Project 2: Co-Design of Robust and Secure Networked Embedded Control Systems

Leader: A. Cervin, LU
Participants at LiU: P. Eles, Z. Peng
Participants at LU: K.-E. Årzen

Project description: In the design of embedded control systems it is important to use the limited platform resources (e.g., CPU time, network bandwidth, energy) as efficiently as possible. At the same time, any optimistic assumptions at design time may lead to runtime failures caused by missed deadlines, lost controls, or energy depletion. In previous work, we have developed control and scheduling co-synthesis techniques that enable better performance and higher resource utilization on average, while still guaranteeing the stability of the computing platform and the plant in the worst case.
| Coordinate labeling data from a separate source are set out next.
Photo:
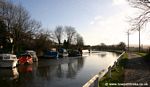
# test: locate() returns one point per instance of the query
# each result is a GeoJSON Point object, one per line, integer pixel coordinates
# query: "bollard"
{"type": "Point", "coordinates": [109, 71]}
{"type": "Point", "coordinates": [115, 64]}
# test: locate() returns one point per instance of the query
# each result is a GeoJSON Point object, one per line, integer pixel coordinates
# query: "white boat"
{"type": "Point", "coordinates": [8, 60]}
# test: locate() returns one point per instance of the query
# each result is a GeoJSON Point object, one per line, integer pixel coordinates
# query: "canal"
{"type": "Point", "coordinates": [65, 72]}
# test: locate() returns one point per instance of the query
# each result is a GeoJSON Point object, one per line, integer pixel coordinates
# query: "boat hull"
{"type": "Point", "coordinates": [8, 63]}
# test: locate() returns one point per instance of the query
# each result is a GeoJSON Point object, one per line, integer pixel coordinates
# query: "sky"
{"type": "Point", "coordinates": [97, 21]}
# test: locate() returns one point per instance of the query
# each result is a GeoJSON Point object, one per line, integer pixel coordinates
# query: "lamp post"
{"type": "Point", "coordinates": [11, 41]}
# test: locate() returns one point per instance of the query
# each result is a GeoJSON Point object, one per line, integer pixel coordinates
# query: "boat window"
{"type": "Point", "coordinates": [6, 57]}
{"type": "Point", "coordinates": [1, 57]}
{"type": "Point", "coordinates": [13, 57]}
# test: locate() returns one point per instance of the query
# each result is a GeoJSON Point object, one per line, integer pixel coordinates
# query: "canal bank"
{"type": "Point", "coordinates": [108, 75]}
{"type": "Point", "coordinates": [66, 72]}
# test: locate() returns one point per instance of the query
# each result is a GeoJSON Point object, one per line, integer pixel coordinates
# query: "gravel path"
{"type": "Point", "coordinates": [137, 71]}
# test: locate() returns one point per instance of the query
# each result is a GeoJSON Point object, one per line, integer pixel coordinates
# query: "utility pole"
{"type": "Point", "coordinates": [139, 39]}
{"type": "Point", "coordinates": [128, 39]}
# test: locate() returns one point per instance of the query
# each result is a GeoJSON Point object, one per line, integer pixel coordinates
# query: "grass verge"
{"type": "Point", "coordinates": [117, 74]}
{"type": "Point", "coordinates": [141, 54]}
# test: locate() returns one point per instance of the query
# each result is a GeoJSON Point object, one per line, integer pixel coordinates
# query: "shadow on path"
{"type": "Point", "coordinates": [136, 70]}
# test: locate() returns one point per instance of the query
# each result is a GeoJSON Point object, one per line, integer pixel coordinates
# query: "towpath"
{"type": "Point", "coordinates": [137, 71]}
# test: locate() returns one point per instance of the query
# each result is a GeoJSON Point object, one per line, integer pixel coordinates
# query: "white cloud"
{"type": "Point", "coordinates": [119, 2]}
{"type": "Point", "coordinates": [111, 29]}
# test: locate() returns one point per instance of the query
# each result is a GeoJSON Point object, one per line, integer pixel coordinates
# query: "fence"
{"type": "Point", "coordinates": [94, 81]}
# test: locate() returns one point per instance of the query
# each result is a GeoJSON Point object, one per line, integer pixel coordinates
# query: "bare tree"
{"type": "Point", "coordinates": [18, 23]}
{"type": "Point", "coordinates": [80, 41]}
{"type": "Point", "coordinates": [70, 32]}
{"type": "Point", "coordinates": [58, 34]}
{"type": "Point", "coordinates": [141, 19]}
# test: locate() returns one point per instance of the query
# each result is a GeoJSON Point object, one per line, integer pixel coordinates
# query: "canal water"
{"type": "Point", "coordinates": [65, 72]}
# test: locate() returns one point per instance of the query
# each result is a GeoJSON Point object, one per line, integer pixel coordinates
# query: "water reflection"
{"type": "Point", "coordinates": [65, 72]}
{"type": "Point", "coordinates": [9, 74]}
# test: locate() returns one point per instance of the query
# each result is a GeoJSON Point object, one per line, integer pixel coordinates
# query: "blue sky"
{"type": "Point", "coordinates": [98, 21]}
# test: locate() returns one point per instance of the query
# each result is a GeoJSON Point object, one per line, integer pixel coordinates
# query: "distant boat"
{"type": "Point", "coordinates": [8, 60]}
{"type": "Point", "coordinates": [33, 55]}
{"type": "Point", "coordinates": [62, 52]}
{"type": "Point", "coordinates": [51, 54]}
{"type": "Point", "coordinates": [74, 53]}
{"type": "Point", "coordinates": [25, 59]}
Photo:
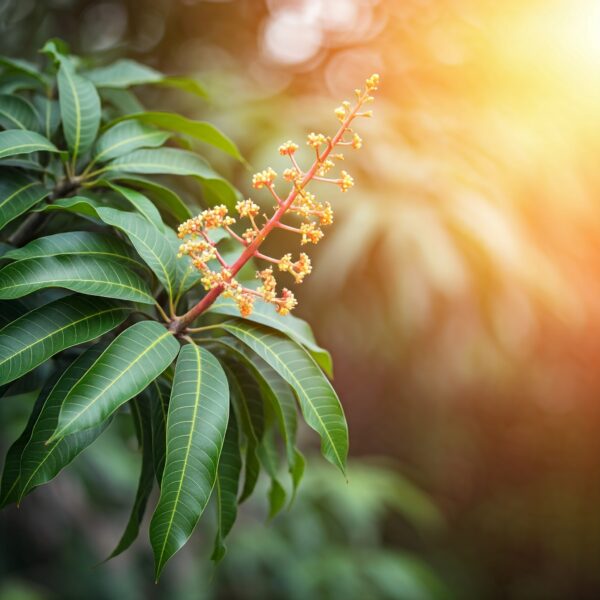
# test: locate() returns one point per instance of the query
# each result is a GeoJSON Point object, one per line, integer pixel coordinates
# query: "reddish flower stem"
{"type": "Point", "coordinates": [178, 324]}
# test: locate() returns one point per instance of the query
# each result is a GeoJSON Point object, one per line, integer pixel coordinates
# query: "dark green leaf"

The techniques have relied on off-line optimization, assuming a static system configuration and complete knowledge of relevant system parameters such as execution times and plant models.

Shifting our focus from off-line optimization to on-line operation, in this project we aim to develop theory and co-design methodology for robust and secure embedded control systems that should operate efficiently also in the presence of uncertainties or unforeseen events. We will consider robustness towards, among other things, plant perturbations, malicious intrusion, execution-time overruns, and varying network capacity.
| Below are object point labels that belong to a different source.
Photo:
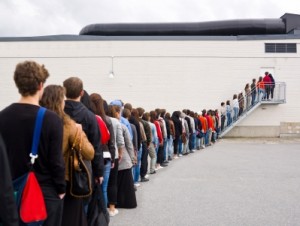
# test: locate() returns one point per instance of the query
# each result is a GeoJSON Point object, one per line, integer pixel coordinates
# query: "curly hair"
{"type": "Point", "coordinates": [53, 98]}
{"type": "Point", "coordinates": [28, 76]}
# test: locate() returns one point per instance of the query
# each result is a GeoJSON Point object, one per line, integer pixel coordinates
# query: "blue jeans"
{"type": "Point", "coordinates": [236, 113]}
{"type": "Point", "coordinates": [170, 149]}
{"type": "Point", "coordinates": [180, 146]}
{"type": "Point", "coordinates": [165, 149]}
{"type": "Point", "coordinates": [229, 119]}
{"type": "Point", "coordinates": [106, 172]}
{"type": "Point", "coordinates": [207, 134]}
{"type": "Point", "coordinates": [137, 167]}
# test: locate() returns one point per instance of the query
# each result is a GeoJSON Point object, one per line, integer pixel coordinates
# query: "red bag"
{"type": "Point", "coordinates": [32, 205]}
{"type": "Point", "coordinates": [105, 135]}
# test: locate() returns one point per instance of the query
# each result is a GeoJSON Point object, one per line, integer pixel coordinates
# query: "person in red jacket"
{"type": "Point", "coordinates": [267, 81]}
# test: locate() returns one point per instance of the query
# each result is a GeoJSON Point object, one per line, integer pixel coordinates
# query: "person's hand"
{"type": "Point", "coordinates": [120, 158]}
{"type": "Point", "coordinates": [61, 196]}
{"type": "Point", "coordinates": [99, 180]}
{"type": "Point", "coordinates": [79, 126]}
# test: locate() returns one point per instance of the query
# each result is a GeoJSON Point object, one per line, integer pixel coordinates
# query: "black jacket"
{"type": "Point", "coordinates": [80, 114]}
{"type": "Point", "coordinates": [17, 123]}
{"type": "Point", "coordinates": [8, 209]}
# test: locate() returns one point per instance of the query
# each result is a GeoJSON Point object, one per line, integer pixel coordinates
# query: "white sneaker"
{"type": "Point", "coordinates": [113, 213]}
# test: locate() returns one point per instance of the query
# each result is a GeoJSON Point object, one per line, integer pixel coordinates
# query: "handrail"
{"type": "Point", "coordinates": [276, 96]}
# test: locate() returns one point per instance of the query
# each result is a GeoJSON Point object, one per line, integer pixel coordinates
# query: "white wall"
{"type": "Point", "coordinates": [170, 74]}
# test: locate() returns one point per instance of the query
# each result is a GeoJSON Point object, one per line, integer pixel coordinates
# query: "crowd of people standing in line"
{"type": "Point", "coordinates": [263, 89]}
{"type": "Point", "coordinates": [118, 163]}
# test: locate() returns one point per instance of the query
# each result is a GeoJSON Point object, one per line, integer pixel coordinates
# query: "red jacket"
{"type": "Point", "coordinates": [158, 130]}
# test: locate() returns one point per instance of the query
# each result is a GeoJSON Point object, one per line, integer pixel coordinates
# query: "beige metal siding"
{"type": "Point", "coordinates": [169, 74]}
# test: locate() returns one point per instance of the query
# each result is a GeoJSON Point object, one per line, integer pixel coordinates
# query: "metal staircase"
{"type": "Point", "coordinates": [279, 97]}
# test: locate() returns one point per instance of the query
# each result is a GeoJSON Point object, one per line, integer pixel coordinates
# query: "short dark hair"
{"type": "Point", "coordinates": [28, 76]}
{"type": "Point", "coordinates": [73, 86]}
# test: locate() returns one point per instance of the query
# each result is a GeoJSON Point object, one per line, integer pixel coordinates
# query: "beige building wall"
{"type": "Point", "coordinates": [173, 74]}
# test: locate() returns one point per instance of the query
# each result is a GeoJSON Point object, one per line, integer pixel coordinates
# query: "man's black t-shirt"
{"type": "Point", "coordinates": [17, 123]}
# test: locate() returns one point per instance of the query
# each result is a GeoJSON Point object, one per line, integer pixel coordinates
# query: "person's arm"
{"type": "Point", "coordinates": [8, 209]}
{"type": "Point", "coordinates": [87, 149]}
{"type": "Point", "coordinates": [111, 142]}
{"type": "Point", "coordinates": [95, 137]}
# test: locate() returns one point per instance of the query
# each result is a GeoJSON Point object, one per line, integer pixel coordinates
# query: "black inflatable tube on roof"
{"type": "Point", "coordinates": [214, 28]}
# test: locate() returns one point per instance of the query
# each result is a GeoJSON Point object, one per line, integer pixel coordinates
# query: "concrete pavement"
{"type": "Point", "coordinates": [235, 182]}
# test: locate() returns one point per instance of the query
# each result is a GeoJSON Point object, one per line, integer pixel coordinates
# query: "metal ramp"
{"type": "Point", "coordinates": [279, 97]}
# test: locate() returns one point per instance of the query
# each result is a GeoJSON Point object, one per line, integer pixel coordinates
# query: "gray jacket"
{"type": "Point", "coordinates": [119, 138]}
{"type": "Point", "coordinates": [128, 154]}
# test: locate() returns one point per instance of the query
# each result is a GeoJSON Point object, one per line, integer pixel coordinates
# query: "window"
{"type": "Point", "coordinates": [280, 48]}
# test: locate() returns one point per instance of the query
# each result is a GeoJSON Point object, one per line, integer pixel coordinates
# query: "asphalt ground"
{"type": "Point", "coordinates": [234, 182]}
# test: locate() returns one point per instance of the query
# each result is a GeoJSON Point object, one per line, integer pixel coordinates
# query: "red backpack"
{"type": "Point", "coordinates": [105, 135]}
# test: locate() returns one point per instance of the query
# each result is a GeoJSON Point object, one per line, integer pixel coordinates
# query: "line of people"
{"type": "Point", "coordinates": [263, 89]}
{"type": "Point", "coordinates": [116, 142]}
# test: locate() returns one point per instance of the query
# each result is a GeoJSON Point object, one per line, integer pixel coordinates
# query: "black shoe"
{"type": "Point", "coordinates": [144, 179]}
Working along two parallel research paths, we will explore both passive and active approaches to achieve robustness.

In the passive approach, we aim for techniques that take parametric plant and platform uncertainty into account at
design time, while the run-time system should provide predictable exception handling and provable performance bounds. In the active approach, the run-time system should be able to adapt to new and unexpected conditions via reconfiguration and self-optimization. Here a great research challenge is to devise adaptation schemes that do not consume too much resources in themselves.

One aspect of high interest is intrusion detection for highly resource-constrained control applications. In such a context, solutions have to deliver not only according to the traditional metrics of false-positive and false-negative, but also perform well according to new, specific quality metrics: detection latency, power consumption, processor load, and communication overhead. Since our focus is on control applications, we will leverage the fact that more or less accurate models of the device and of the environment are available. This can be exploited for both behavior-based intrusion detection via anomalies and towards efficient recovery actions. While detecting an attack is essential, we are targeting applications such that proper functionality/stability of the system has to be maintained. This can be achieved by an appropriate combination of off-line robust control design and on-line recovery actions.

In this joint project, Linköping University will provide expertise in embedded systems, security, and design-time
optimization, while Lund University will provide expertise in control systems, robustness analysis, and on-line adaptation.